After intruders burst into a woman’s home and her friend was blasted in the face with a gun, she cleaned up the crime scene they left behind.
However, the ACT Magistrates Court heard the woman, who legally cannot be named out of concerns for her safety, went on to provide significant help to police investigating the bloody incident.
Chief Magistrate Lorraine Walker said on 11 March 2021 there was an exchange between the woman, aged in her 30s, and several others who thought her friend was a pedophile.
Several people went to the woman’s home, one shot the friend in the face and torso with a sawn-off rifle, then they all fled.
The shooter is alleged to be 23-year-old Sugimatatihuna Bernard Gabriel Mena, who is fighting his charges.
Magistrate Walker said after the shooting, the victim refused to go to hospital as he didn’t want the woman, who had been released on parole for another sentence at the time, to get arrested, so another person took him. The victim was placed in a medically induced coma for about a week.
The woman tried to clean up the blood in her house with towels and dishcloths, then put them in a washing machine. She also collected spent cartridges and put them in a bin.

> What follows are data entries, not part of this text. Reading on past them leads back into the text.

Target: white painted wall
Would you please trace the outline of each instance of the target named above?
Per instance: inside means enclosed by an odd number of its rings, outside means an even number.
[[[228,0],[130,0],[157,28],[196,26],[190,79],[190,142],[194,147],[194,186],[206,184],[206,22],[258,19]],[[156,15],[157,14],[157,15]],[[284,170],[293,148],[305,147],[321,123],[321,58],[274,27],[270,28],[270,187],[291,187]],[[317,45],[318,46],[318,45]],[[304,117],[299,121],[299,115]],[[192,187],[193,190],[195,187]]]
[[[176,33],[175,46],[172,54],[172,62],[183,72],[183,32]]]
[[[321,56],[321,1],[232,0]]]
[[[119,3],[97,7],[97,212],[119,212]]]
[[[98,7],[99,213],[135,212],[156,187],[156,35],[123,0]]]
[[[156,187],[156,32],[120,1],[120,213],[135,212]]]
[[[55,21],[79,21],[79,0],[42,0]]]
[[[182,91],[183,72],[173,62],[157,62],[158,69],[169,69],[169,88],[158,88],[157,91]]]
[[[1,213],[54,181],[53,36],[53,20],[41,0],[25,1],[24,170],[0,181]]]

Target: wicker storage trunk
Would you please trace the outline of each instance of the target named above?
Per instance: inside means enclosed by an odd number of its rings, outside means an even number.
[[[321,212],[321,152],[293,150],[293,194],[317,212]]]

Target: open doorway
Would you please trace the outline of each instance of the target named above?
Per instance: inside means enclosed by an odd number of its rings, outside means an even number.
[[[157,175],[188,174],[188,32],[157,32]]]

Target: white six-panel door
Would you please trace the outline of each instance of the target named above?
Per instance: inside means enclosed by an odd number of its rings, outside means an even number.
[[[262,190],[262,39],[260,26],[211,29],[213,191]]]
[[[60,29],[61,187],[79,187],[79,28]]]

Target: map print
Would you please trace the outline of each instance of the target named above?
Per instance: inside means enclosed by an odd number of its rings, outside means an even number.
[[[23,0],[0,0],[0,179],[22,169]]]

When she later spoke to police she told them she goes into “cleaning mode when stressed”.
Magistrate Walker said while she was not involved in the shooting herself, her criminal conduct of cleaning up the crime scene had the potential to undermine the criminal justice system.
However, she also said she thought the woman began cleaning as an avoidant strategy to address her flight or fight state.
In November, the woman’s lawyer, Emma Bayliss, said the woman had gone on to give “a significant amount of assistance to police”, but because of that, she had been receiving threats while being held in custody.
She also said the woman relapsed into drug use because she witnessed the “horrific” incident and had been diagnosed with post-traumatic stress disorder.
Prosecutor Soraya Saikal-Skea said the woman was a witness, “but if anything she was on the side of the complainant” and there was “no doubt” she would have been shocked to see someone she knew shot in the face.
She noted the woman tried to stop the intruders from entering her house and tried to give assistance to the victim.
She said the woman would be a witness in a trial that was likely to go ahead in April 2022, for which one person had been charged with attempted murder and two others were facing associated charges.
The woman was taken back into custody earlier this year after breaching her parole for a separate sentence that totals several years.
Magistrate Walker said the woman’s evidence corroborated the victim’s and while her assistance had come “quite late” she still gave her a 40 per cent discount on her sentence.
The woman pleaded guilty to a charge of destroying or concealing evidence.
On Thursday (16 December), she was sentenced to an extra five months’ jail on top of her current sentence, but was eligible to apply for parole from that day.